Secure cookie storage for browser-based apps

For SPAs consider:

  1. Access token: short lived (e.g., 5–15 minutes).
  2. Refresh token: store in httpOnly, Secure, SameSite=strict cookie, with refresh rotation.
  3. All API requests send cookie automatically to your domain; protect against CSRF by using same-site cookies or anti-CSRF tokens.

Rotate and revoke refresh tokens

When a refresh token is used, issue a new one and mark the old one invalid. Keep minimal server-side state: a revocation list or token identifier in DB for refresh tokens.

Token introspection for opaque tokens

If you prefer statelessness but need revocation, use short-lived JWTs for access and opaque tokens for refresh or use a token introspection endpoint where resource servers can validate active sessions.

Example: secure refresh token rotation (conceptual)

  1. Client sends refresh token.
  2. Server verifies stored token ID and last use, issues a new access token and a new refresh token, invalidates the old refresh token.
  3. If an old refresh token is reused, it indicates theft. Revoke all sessions for that user.

This pattern mitigates replay of stolen refresh tokens.

Logging, monitoring, and alerts

  1. Log token verification failures with reason codes (signature, exp, aud, iss) — but avoid logging token contents.
  2. Alert on unusual patterns: many signature failures from a single IP, many tokens with same kid failing, sudden spike in expired token acceptance attempts.
  3. Monitor JWK fetch failures — if resource servers cannot fetch new keys after rotation, fail closed rather than accepting unknown tokens.

Testing and CI checks

  1. Add static checks to ensure no tokens or secrets are committed to repos.
  2. Include automated tests that verify libraries reject tokens with alg: none, missing claims, wrong aud/iss.
  3. Run dependency checks for JWT libs — keep them updated.

Realistic scenarios and lessons (brief)

Scenario A: A public key accidentally published as secret
A dev mistakenly stored the private RSA key in a public repo. Key rotated, but the team had no automated rotation process. Lesson: automation + short-lived keys reduce damage.

Scenario B: Access token leaked to third-party script via localStorage
A marketing widget loaded on pages had an XSS bug.
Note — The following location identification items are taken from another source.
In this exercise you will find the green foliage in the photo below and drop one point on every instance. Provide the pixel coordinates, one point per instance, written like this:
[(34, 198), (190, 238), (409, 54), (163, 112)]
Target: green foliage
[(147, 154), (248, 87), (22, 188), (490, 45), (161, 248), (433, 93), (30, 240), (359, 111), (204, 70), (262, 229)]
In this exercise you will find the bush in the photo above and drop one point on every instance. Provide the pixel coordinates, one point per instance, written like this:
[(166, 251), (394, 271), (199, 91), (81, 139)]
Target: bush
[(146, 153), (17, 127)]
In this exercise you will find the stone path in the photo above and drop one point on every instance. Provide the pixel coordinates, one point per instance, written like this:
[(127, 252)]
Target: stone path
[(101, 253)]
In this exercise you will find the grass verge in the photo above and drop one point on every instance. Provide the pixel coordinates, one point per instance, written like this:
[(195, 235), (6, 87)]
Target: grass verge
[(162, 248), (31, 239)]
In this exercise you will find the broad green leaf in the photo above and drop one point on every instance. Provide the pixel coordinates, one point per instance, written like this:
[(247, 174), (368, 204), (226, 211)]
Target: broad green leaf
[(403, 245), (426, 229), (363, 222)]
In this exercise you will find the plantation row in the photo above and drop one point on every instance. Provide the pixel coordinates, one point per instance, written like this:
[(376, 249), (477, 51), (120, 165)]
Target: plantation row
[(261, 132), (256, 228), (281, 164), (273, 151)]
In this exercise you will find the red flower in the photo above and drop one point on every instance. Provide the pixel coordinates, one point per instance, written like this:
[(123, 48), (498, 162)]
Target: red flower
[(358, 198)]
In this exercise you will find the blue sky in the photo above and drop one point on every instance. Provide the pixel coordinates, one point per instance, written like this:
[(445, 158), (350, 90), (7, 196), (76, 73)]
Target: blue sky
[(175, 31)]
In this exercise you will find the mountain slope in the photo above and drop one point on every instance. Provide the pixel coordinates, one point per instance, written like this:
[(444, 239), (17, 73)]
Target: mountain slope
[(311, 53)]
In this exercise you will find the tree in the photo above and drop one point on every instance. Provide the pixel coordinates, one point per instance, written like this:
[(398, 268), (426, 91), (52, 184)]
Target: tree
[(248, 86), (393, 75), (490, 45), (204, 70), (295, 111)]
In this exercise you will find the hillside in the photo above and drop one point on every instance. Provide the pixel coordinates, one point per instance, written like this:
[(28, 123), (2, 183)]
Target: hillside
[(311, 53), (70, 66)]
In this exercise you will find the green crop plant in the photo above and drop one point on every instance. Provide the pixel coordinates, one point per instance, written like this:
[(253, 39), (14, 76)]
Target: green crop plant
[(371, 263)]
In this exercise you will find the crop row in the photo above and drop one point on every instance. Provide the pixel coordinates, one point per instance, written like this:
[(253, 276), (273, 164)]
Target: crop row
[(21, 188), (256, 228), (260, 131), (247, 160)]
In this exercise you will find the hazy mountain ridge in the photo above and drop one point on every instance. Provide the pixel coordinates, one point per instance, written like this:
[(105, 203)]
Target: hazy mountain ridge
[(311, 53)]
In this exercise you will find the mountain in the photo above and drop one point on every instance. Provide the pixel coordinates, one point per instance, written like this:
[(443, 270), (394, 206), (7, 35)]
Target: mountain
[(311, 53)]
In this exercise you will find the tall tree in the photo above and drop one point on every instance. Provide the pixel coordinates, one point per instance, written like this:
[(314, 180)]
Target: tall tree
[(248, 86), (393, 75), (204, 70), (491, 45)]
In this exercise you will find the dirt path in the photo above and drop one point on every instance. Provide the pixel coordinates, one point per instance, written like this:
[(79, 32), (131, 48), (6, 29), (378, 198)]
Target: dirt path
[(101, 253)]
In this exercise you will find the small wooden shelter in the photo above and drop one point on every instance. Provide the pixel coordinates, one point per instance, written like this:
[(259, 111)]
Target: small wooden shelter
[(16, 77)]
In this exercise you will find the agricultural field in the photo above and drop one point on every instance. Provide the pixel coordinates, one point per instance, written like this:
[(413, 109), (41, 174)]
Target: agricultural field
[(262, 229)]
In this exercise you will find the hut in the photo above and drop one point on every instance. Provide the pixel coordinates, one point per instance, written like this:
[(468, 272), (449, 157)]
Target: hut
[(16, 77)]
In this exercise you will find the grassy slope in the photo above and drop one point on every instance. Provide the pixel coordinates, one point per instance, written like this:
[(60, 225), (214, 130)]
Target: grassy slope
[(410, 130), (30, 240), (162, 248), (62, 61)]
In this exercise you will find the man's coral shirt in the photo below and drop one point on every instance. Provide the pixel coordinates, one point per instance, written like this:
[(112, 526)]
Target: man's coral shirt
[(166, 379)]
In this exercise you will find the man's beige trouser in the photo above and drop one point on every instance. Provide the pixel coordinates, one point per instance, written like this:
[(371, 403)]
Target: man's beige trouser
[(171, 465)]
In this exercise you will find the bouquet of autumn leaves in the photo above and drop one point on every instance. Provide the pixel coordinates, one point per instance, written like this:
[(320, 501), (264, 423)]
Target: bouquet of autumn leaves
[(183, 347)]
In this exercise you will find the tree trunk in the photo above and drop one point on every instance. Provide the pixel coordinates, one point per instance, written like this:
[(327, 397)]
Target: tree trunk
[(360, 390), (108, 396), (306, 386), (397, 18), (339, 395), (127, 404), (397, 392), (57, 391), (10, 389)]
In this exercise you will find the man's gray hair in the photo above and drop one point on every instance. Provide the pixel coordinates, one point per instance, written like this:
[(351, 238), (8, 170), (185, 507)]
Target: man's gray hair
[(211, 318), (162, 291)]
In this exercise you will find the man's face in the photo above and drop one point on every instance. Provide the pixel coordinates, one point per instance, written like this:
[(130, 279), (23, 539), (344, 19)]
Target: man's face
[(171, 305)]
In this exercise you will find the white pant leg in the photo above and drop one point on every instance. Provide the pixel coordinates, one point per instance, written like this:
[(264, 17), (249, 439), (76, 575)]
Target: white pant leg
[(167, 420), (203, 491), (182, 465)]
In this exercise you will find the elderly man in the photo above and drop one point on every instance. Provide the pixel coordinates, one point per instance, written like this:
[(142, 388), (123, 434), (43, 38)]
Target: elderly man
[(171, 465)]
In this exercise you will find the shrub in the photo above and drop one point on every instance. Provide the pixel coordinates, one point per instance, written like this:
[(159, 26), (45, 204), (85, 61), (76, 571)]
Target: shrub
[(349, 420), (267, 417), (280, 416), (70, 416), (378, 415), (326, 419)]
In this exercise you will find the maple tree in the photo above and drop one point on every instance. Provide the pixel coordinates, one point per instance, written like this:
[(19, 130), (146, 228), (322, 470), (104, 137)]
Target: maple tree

Tokens in localStorage were stolen and used to call APIs. Lesson: do not store tokens in localStorage; prefer httpOnly cookies and harden against XSS.

Scenario C: Incomplete claim validation lets tokens issued for one service be accepted by another
Two microservices accepted tokens with different audiences. One accepted tokens for aud: service-a while the other accepted any aud. Attackers used a token from service A to call service B. Lesson: validate aud and iss per-resource.

Compact remediation checklist (copy into PR templates or runbooks)

Use well-maintained JWT libraries for your language.

Enforce signature verification and allowed algorithms server-side.

Prefer RS256/ES256 with protected private keys and JWKs published for verification.

Validate iss, aud, exp, nbf, iat, sub where applicable.

Keep access tokens short lived; implement rotating refresh tokens with server-side revocation.

Never store access tokens in localStorage; prefer httpOnly Secure SameSite cookies for browsers.

Do not pass tokens in query parameters.

Implement key rotation and monitoring for JWKs.

Log verification errors and set alerts for anomalous patterns.

Add CI tests that assert library behavior against known malformed tokens.

Further reading (standards and references)

  1. RFC 7519 JSON Web Token standard.
  2. RFC 7515 JSON Web Signature.
  3. OAuth 2.0 and OpenID Connect best practices (auth servers and token lifecycles).
  4. OWASP cheat sheets: JWT and session management.